Revisiting the Iron(II)/Cobalt(II)-Based Homogenous Fenton-like Processes from the Standpoint of Diverse Metal-Oxygen Complexes.

The aqueous Fe^IV-oxo complex and Fe^III-peroxy complex (e.g., ligand-assisted or interfacial Fe^III-hydroperoxo intermediates) have been recognized as crucial reactive intermediates for decontamination in iron-based Fenton-like processes. Intermediates with terminal oxo ligands can undergo the oxygen atom exchange process with water molecules, whereas peroxides are unable to induce such exchanges. Therefore, these distinct metal-oxygen complexes can be distinguished based on the above feature. In this study, we identified previously unknown intermediates with a peroxy moiety and cobalt center that were generated during peroxymonosulfate (PMS) activation via aqueous Co^II ions under acidic conditions. Results of theoretical calculations and tip-enhanced Raman spectroscopy revealed that the Co^II ion tended to coordinate with the PMS anion to form a bidentate complex with a tetrahedral structure.
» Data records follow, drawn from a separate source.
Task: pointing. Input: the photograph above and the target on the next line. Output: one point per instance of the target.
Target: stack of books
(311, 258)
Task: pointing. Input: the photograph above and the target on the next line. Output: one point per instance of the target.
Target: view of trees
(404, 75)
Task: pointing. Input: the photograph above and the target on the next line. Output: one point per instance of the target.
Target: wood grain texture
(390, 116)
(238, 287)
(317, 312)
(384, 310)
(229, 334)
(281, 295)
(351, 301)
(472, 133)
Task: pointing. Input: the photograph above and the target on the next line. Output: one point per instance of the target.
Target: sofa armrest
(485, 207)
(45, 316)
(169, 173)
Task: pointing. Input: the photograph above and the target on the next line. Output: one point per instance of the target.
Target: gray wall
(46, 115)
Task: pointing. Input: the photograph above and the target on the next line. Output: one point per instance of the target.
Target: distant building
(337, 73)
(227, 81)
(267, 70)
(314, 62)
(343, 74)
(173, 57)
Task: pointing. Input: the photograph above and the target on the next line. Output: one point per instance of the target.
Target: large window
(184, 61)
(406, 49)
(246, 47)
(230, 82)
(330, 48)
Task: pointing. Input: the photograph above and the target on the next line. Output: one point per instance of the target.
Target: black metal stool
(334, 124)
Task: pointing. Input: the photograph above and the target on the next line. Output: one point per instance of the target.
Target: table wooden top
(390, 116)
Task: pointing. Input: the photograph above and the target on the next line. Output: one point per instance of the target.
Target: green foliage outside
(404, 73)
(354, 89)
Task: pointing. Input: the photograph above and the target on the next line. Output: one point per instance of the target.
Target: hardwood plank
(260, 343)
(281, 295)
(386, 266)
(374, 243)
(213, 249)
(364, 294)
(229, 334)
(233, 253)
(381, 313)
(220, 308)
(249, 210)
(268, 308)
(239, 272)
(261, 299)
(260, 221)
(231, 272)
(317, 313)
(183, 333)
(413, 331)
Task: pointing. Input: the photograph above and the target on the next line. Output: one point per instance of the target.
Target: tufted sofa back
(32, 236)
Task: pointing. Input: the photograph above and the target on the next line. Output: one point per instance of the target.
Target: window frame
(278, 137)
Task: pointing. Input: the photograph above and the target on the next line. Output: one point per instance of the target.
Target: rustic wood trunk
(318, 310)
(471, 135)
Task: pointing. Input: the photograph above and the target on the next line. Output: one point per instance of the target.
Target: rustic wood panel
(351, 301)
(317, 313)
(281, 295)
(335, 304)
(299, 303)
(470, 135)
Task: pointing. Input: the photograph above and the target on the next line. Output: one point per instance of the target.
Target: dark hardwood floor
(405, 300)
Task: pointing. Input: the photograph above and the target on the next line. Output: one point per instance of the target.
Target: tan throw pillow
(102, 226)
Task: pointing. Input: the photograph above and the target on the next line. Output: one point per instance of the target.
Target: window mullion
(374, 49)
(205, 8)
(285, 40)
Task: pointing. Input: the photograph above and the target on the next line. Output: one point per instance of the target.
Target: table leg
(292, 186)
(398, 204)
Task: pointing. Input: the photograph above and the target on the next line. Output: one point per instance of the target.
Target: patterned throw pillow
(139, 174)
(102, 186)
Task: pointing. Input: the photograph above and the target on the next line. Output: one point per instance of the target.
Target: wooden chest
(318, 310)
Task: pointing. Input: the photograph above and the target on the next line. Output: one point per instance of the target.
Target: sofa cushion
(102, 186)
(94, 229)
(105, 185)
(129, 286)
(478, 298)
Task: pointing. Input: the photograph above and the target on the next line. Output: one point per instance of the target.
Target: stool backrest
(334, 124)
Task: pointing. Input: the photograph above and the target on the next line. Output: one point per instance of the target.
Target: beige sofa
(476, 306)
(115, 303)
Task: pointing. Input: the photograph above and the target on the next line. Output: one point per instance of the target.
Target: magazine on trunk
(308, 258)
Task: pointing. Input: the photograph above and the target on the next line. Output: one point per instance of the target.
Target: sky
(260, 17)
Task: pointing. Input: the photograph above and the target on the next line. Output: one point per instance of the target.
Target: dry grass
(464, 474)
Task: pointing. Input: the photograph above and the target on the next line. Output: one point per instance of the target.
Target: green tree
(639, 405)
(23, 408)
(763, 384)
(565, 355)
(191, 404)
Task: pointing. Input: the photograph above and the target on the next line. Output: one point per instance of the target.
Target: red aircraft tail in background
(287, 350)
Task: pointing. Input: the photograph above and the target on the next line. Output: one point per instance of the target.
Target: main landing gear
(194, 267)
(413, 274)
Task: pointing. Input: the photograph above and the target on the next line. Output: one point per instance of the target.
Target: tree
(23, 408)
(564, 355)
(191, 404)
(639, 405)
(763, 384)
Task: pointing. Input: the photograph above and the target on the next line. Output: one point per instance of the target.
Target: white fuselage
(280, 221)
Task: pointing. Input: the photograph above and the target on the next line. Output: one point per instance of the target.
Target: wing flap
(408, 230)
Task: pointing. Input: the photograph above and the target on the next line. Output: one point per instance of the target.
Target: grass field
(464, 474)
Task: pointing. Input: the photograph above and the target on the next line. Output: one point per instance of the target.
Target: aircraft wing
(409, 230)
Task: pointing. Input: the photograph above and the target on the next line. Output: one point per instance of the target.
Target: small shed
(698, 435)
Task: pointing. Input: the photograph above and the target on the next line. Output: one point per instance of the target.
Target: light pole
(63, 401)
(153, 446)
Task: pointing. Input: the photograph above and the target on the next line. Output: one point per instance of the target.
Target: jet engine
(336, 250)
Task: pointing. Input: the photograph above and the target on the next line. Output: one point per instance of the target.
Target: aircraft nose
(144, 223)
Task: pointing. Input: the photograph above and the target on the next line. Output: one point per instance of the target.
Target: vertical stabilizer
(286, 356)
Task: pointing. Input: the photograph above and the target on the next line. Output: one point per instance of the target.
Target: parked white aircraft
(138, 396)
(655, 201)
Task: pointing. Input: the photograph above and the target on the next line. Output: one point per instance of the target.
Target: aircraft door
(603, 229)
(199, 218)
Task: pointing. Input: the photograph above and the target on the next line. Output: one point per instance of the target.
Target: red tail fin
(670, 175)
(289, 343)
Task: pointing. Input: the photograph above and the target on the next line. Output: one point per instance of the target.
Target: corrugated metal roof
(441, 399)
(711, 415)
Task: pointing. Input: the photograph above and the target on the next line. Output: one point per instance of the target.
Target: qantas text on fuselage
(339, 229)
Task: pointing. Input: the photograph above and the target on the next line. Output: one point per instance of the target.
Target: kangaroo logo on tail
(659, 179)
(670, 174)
These reactive cobalt intermediates were collectively named the Co^II-PMS* complex. Depending on the inherent characteristics of the target contaminants, the Co^II-PMS* complex can directly oxidize organic compounds or trigger PMS disproportionation to release hydroxyl radicals and sulfate radicals for collaborative decontamination. This work provides a comparative study between iron- and cobalt-based Fenton-like processes and proposes novel insights from the standpoint of diverse metal-oxygen complexes.